On Friday night, I went to my fourth Phish show in Hartford. What a night!
The day before the show, I went onto a forum for concert-goers and found a guy who was asking for a ride from Boston to Hartford for the show. A ride with company is certainly better than a ride alone, and I had good luck the last time I offered someone a ride, and so I sent him a message offering to help him out. I left work early on Friday so that we could get there in time, and he met me at 3:30 and we hit the road.
One thing about the Phish/concert scene that has been so appealing to me is that it is a chance to start over in an environment where no one knows that I'm transgendered. For that reason, I didn't feel the need to tell my passenger about my past, and the conversation on the car ride down was mostly smalltalk and discussion about the music. I certainly had a good impression of him - like most other Phish fans I've met, he seemed very laid back and friendly, two traits that I hold in high esteem. We split up once we got to the show to meet our respective crews, and he told me that he wasn't sure if he would need a ride back. I told him to send me a text after the show and we could figure stuff out from there.
I met up with my friends by their car partied a bit in the lot, getting ready for the show. I knew that two of them had never seen Phish before and were in for a treat, but little did I know just how good it was going to be. People who had seen 100+ shows across two decades of concerts were calling it "one of the best Phish shows they had ever seen". I was happy to see that everyone in my group was having a great time. The only hitch that came up was that we got separated from one of our friends, the one in the group who happened to not have a cellphone - we spent a good twenty minutes looking for him before we decided that he must have gone back to the car. Fortunately, this was the case, and so that crisis was averted.
After the show, the guy I gave a ride to messaged me back, saying that he would, in fact, like a ride back. I met up with him in the lot, at a spot where someone was playing the drums. We chilled out for a bit and talked about what we had just witnessed - I could easily say it was the best show I had been to, and when he (someone who had been seeing Phish since 1997) agreed with me, I was pleasantly surprised.
On the way back, we started talking about our lives a bit more. He told me about his past, which was both interesting to hear and flattering to be entrusted with. Based on that, I opened up a bit more about myself and told him that I was transgendered. I wasn't surprised that he didn't have an issue with it, but I was a bit surprised to learn that he had read me pretty much right upon meeting me. It's so rare that people actually indicate that they know or suspect that I'm transgendered that I think I had tricked myself into thinking it doesn't happen. Unforuntately, he noticed my Adam's Apple, and until surgeries happen there really isn't much that I can do about that.
It was all good, though. A year or so ago, my biggest fear was being read by others after being full-time. Right there, I finally got confirmation that it does in fact happen - as it turned out, there was nothing to be afraid of at all. It didn't matter that he knew I was transgendered, because he was still completely nice/respectful to me and we ended up getting along just fine. He had some questions - I'm sure I was the first transwoman he's ever met, and so I was more than happy to answer them.
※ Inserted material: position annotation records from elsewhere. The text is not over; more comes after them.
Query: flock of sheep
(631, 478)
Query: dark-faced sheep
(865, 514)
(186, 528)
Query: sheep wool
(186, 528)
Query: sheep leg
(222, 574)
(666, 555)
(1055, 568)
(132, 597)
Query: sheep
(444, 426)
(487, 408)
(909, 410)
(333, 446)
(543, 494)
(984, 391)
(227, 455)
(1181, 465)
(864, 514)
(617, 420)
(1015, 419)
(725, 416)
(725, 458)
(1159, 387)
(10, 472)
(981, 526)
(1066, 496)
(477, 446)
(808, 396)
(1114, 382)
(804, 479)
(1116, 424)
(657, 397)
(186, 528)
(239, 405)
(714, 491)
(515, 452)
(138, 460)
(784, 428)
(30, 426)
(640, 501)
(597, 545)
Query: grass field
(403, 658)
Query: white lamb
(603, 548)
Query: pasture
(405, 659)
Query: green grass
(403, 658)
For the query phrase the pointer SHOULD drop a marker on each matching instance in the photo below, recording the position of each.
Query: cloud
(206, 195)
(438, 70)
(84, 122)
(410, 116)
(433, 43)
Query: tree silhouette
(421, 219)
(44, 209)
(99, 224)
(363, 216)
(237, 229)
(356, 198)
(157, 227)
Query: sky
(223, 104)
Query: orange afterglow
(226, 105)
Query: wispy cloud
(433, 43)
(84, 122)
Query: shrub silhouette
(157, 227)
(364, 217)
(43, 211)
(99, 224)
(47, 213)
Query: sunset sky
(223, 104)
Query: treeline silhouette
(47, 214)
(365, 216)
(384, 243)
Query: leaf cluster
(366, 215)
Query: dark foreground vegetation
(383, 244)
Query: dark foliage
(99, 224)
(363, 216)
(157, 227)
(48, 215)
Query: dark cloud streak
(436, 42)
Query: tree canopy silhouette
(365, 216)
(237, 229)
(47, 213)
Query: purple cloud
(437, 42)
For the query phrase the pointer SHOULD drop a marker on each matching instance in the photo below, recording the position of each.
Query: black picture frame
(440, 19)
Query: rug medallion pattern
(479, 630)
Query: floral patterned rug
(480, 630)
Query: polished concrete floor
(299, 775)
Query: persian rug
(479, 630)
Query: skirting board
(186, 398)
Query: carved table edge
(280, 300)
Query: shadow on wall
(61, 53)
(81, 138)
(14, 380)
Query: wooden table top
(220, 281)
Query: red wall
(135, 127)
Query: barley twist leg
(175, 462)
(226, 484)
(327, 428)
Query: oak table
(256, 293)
If anything, him knowing that I'm transgendered just meant that I no longer felt like there was a big chunk of my life I couldn't talk about. It actually alleviated more pressure than it caused.
I have been thinking lately about how I have historically approached the question of what to do about people finding out my history. Before/early on in transition, I was petrified of anyone knowing I was transgendered and kept it secret, mostly because I was embarrassed about it. When I went full-time, I 180'ed, deciding that I wasn't embarrassed about being transgendered and didn't want to keep secrets anymore. When I started expanding my social circle and realized that people treated me differently when they didn't know my past, I stopped telling people again. After Friday night, I'm modifying it again - I'm going to keep my trans- status under wraps until I feel like I know the other person better, and then will judge the situation from there. What I've realized is that as long as people develop a first impression of me before they know, it's not really damaging for people to find out.
Every time I think I'm in the tail end of this transition thing, I learn something new!